The UK Treasury has taken an essentially static view of the economy, extrapolating from existing demographic trends, oil prices and tax revenues.

The Scottish Government, on the other hand, takes a dynamic view of the economy and insists that growth will save the day. An independent Scotland could: increase immigration to meet the age gap; get more women into work; use business taxes to boost entrepreneurialism and employment; save the costs of nuclear weapons; and run a more efficient tax and revenue system. Oil revenues will recover in the medium term after the current wave of investment in the North Sea is completed. This would furnish an independence bonus once the transition is complete.

Well, as I say, the public will take a sceptical view of both sides of the argument — which is right and proper. Indeed, it's good to have got this out of the way early because this referendum campaign has been far too obsessed with dismal statistics and petty materialism. The reality, as even David Cameron has accepted, is that Scotland would be a viable independent country. It is already wealthy by international standards, and would be placed around 14th in the GDP tables produced by the OECD. Scotland has great advantages over other successful small countries in Europe like Denmark, which doesn't have any oil, Norway, which had very little else, and Finland, which used to have very little except trees. Scotland has five-world class universities, abundant green energy, valuable food and drinks industries, financial services, life sciences and so on.
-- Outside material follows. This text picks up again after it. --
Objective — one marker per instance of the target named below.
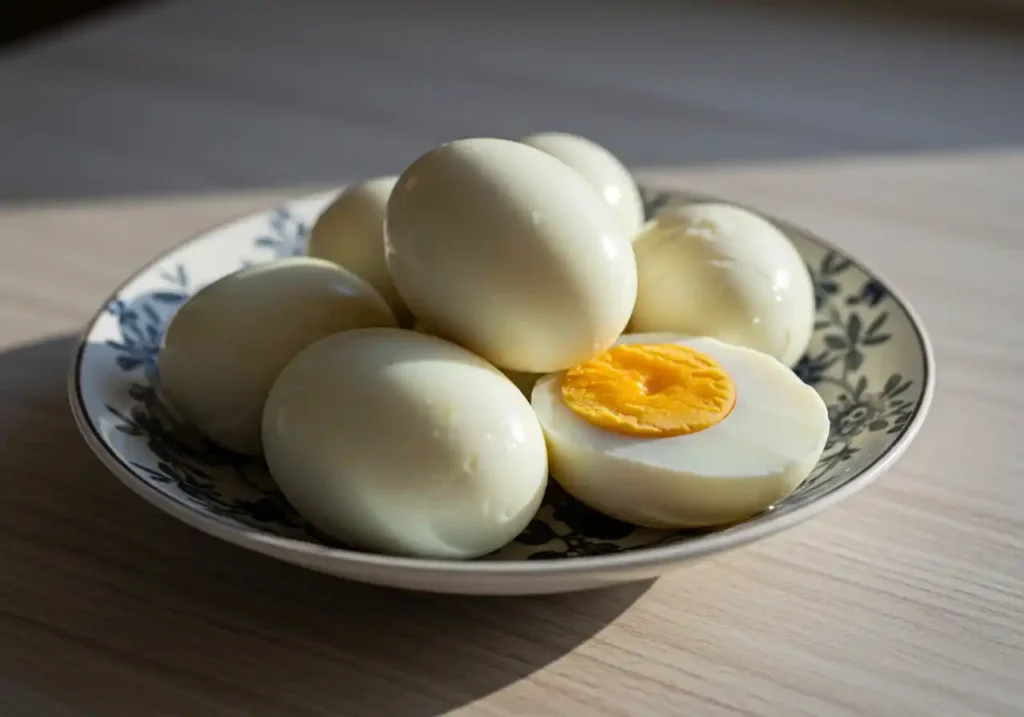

What this debate should be about is how an independent Scotland would use this wealth. Yes Scotland has to be careful not to fall into the trap the SNP fell into in the 1970s with the "It's Scotland's Oil" campaign. In politics people tend to be motivated by morality rather than crude materialism. I know that this runs counter to most conventional wisdom, but it is true. People want a better life for themselves and their children, of course, but they want to know that they live in a fair society that isn't disfigured by poverty, disease and ignorance.

People in Scotland have voted on the morality ticket for most of the last half-century — defying the narrow materialism of both SNP and the Conservatives. After all, why did Scotland give up its oil, all £300bn of it, in the 1970s and 1980s? Because Scottish voters believed it would be used for the common good in a United Kingdom that claimed to be a society of equals. It wasn't, of course, and it isn't.

But that's under the bridge. Scots are now faced with the prospect of remaining in a UK that is not only run for the few in the City of London, but is also falling under the spell of Ukip — introverted, anti-Europe, hostile to immigrants and welfare claimants. A union in which a discredited Tory Chancellor comes north like some Game Of Thrones potentate to deliver absurdist threats of monetary exclusion. Scots can't be in any doubt about where the UK is going - they have 16 weeks to decide whether they want to be a part of it.